Local authorities also have specific powers under section 34 of the Local Government Act, 1925, to request a landowner or occupier to cut or trim trees which may cause obstruction to a road or cause danger by obstructing the view of persons using the road. There is a right of appeal to the District Court for an order annulling such a request. The section also includes a provision enabling a local authority to seek an order of the District Court empowering it to carry out such trimming or cutting of trees and to recover the cost where the landowner or occupier had refused to do such works despite a District Court order requiring him to do so.

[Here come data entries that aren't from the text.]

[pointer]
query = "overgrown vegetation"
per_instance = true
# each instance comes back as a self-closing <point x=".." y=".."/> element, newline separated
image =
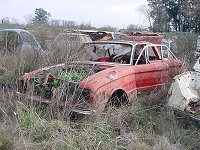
<point x="144" y="124"/>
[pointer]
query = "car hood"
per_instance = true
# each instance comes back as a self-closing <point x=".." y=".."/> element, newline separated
<point x="106" y="72"/>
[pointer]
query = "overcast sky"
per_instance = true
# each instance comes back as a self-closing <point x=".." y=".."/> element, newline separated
<point x="116" y="13"/>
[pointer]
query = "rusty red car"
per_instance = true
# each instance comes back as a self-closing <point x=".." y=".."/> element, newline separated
<point x="105" y="73"/>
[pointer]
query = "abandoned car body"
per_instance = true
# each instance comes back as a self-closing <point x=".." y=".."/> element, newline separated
<point x="184" y="93"/>
<point x="108" y="72"/>
<point x="19" y="40"/>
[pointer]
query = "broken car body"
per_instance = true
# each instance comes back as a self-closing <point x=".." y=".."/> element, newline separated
<point x="184" y="93"/>
<point x="106" y="72"/>
<point x="19" y="40"/>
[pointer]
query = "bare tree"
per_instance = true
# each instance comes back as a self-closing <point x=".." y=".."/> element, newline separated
<point x="146" y="11"/>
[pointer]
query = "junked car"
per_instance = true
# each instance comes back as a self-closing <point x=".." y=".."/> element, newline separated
<point x="184" y="94"/>
<point x="67" y="39"/>
<point x="105" y="73"/>
<point x="19" y="40"/>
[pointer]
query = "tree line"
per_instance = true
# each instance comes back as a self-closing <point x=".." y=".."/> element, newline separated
<point x="174" y="15"/>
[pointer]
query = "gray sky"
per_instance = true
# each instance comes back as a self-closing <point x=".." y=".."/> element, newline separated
<point x="116" y="13"/>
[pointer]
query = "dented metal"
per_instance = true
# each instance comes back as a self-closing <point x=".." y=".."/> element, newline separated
<point x="184" y="93"/>
<point x="117" y="72"/>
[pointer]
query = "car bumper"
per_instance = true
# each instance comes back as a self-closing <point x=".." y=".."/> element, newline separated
<point x="72" y="107"/>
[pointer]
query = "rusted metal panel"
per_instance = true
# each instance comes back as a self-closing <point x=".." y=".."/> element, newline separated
<point x="105" y="78"/>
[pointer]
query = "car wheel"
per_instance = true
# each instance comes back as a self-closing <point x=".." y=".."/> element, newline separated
<point x="118" y="99"/>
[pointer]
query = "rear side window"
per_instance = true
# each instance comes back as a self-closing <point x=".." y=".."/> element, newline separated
<point x="9" y="41"/>
<point x="166" y="53"/>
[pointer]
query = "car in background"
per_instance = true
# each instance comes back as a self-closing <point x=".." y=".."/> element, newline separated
<point x="68" y="39"/>
<point x="106" y="73"/>
<point x="12" y="40"/>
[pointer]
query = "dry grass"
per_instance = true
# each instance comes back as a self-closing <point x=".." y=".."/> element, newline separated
<point x="144" y="124"/>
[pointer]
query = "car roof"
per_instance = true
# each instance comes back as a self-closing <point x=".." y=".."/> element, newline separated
<point x="15" y="30"/>
<point x="71" y="33"/>
<point x="119" y="42"/>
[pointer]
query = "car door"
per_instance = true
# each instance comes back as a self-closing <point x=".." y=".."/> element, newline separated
<point x="150" y="68"/>
<point x="170" y="59"/>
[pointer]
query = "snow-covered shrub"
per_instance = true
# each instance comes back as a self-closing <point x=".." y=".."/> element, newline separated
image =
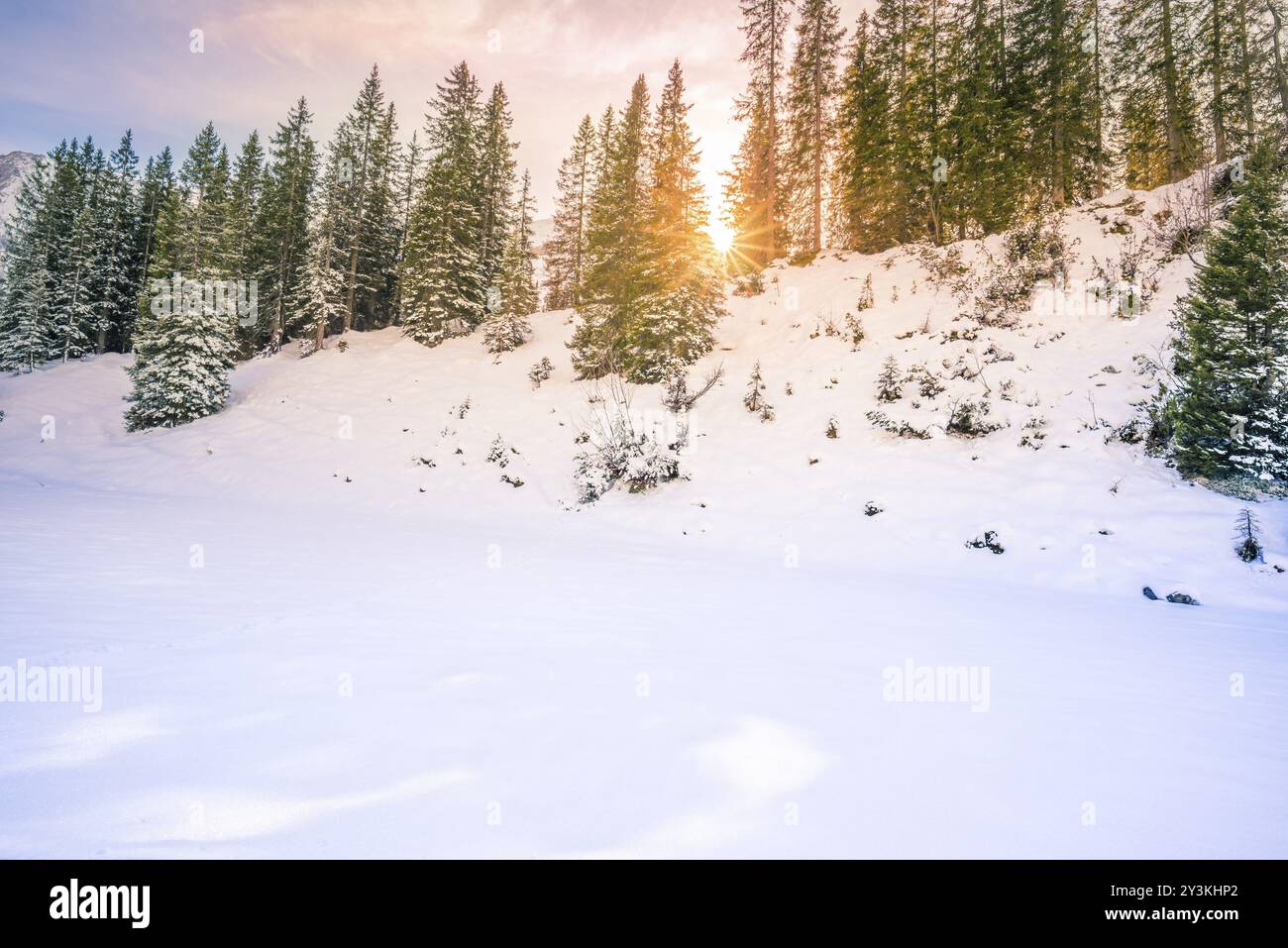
<point x="619" y="454"/>
<point x="1247" y="533"/>
<point x="903" y="429"/>
<point x="966" y="419"/>
<point x="748" y="285"/>
<point x="1031" y="253"/>
<point x="890" y="381"/>
<point x="540" y="372"/>
<point x="677" y="395"/>
<point x="988" y="541"/>
<point x="754" y="399"/>
<point x="854" y="329"/>
<point x="866" y="299"/>
<point x="498" y="454"/>
<point x="505" y="331"/>
<point x="926" y="381"/>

In a circular letter dated 20 February 1984, local authorities were urged to continue to avail of their powers to deal with dangerous trees and in particular to bring to the notice of landowners or occupiers trees which were, in the opinion of the authority, in danger of falling on public roads and to seek the co-operation of landowners and occupiers in dealing with such trees. The exercise of these functions is entirely a matter for local authorities themselves and, accordingly, they were not asked to report on their activities. In this context I should point out that it is in landowners' own interests to remove dangerous trees since they may be held liable for damage for injury caused by such trees. In addition, a seminar was organised by An Foras Forbartha in March 1984 for local authority engineers on the assessment of safety in relation to roadside trees. As a general rule, fences are not part of a public road and, therefore, local authorities are not responsible for their maintenance.

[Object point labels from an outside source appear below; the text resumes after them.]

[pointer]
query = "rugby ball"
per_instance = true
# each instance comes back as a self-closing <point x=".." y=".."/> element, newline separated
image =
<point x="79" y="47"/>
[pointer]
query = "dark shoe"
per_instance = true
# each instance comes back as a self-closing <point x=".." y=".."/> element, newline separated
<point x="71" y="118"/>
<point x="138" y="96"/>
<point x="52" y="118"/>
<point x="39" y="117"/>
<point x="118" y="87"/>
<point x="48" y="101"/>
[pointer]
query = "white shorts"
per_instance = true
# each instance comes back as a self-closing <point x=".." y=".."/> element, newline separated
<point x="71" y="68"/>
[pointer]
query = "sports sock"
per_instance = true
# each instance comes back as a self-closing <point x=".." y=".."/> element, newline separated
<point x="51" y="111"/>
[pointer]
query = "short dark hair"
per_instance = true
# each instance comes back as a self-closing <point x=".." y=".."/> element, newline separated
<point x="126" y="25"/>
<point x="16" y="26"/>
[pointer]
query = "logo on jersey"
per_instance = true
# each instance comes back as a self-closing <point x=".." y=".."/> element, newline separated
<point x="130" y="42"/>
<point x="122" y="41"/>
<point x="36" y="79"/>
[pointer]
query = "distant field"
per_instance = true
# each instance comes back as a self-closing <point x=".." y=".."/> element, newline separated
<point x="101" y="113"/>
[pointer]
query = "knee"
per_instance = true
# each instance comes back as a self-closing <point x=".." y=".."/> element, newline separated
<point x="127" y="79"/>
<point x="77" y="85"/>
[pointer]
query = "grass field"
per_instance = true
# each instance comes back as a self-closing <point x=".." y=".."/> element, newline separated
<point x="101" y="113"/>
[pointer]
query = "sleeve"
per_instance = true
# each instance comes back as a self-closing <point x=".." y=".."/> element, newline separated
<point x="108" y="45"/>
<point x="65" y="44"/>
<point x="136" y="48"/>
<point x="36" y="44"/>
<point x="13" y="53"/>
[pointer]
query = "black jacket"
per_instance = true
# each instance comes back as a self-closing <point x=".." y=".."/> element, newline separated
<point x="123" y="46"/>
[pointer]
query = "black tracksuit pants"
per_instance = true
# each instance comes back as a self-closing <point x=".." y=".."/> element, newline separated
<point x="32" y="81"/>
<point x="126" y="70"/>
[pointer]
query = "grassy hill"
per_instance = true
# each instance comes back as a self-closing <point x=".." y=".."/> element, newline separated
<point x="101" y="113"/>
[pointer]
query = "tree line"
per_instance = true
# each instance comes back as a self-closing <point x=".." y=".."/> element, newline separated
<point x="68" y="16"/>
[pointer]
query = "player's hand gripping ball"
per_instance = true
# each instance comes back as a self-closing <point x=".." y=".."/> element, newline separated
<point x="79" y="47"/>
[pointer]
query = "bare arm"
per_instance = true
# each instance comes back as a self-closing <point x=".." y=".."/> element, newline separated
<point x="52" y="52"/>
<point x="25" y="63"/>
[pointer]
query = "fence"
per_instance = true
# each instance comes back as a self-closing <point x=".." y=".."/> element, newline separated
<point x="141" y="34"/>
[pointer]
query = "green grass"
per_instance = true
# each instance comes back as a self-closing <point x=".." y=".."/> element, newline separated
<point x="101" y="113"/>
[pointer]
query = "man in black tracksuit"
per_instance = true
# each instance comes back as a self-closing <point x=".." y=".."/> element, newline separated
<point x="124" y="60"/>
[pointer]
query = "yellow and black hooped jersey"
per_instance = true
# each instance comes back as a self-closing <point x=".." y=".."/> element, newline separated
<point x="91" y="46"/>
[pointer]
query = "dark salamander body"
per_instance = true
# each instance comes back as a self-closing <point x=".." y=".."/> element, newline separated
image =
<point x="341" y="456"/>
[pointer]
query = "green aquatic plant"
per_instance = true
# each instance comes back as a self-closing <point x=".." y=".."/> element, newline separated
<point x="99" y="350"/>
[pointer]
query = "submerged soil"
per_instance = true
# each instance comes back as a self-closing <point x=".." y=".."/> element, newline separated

Statistics indicate that the number of accidents involving trees, whether standing or fallen, has remained fairly static over a long period. In the four-year period 1980-1983 there was one fatal accident involving falling or fallen trees. Notwithstanding the tragic events in January of this year when there were three such accidents resulting in seven deaths and three persons seriously injured, I am not satisfied that local authority operations in this area are seriously constrained by any inadequacies in the legal position and I do not consider that there is any immediate need for additional measures, though I will of course keep the matter under review.

If a landowner on the instructions of the local authority removes trees and if in the removal of those trees he damages the road or the telecommunications lines, who is responsible? What is the legal position?

I am afraid I am not going to answer that.

The Minister is not responsible for stating the law.

What is the position if damage is done? Who is responsible?

I am sorry, I do not know the answer. However, I can make inquiries for the Deputy through our law officer.

This is a very delicate area. I am sure the Minister will agree it is unfair to expect landowners to do this as they would not have at their disposal the machinery required to remove trees. This is particularly the case nowadays in view of the communications and power lines that run along the roadways and also in view of the fact that there are many more vehicles on the road. The Minister referred to the Local Government Act, 1925. Surely it is time to update that Act and remove the responsibility from the landowner to the local authority. Will the Minister have a look at this situation?

I would be very slow to ask a local authority to take over the responsibilities of a landowner. The trees are on his land and he has a legal responsibility in the matter. That responsibility should remain with him and to impose it on the local authority would not be desirable.

Is it an offence?

I cannot answer that question because I did not get notice of it.

As the Acts stands at the moment, is a landowner precluded from planting trees within a certain distance of the roadway?

I shall have to disallow that question. The Minister is not responsible for stating the law.

It is regrettable that you are not allowing the question. Is the Minister aware that there is a delicate area so far as trees are concerned? If a local authority discourage the planting of trees, they must have some powers in that respect.

Is the Minister aware that some county councils are refusing permission for the felling of dangerous or dead trees because of a preservation order on them and despite the Department of Fisheries and Forestry declaring that the trees should be felled? Would the Minister investigate that matter?

If the Deputy lets me have details of the cases he has in mind, I shall have them looked into.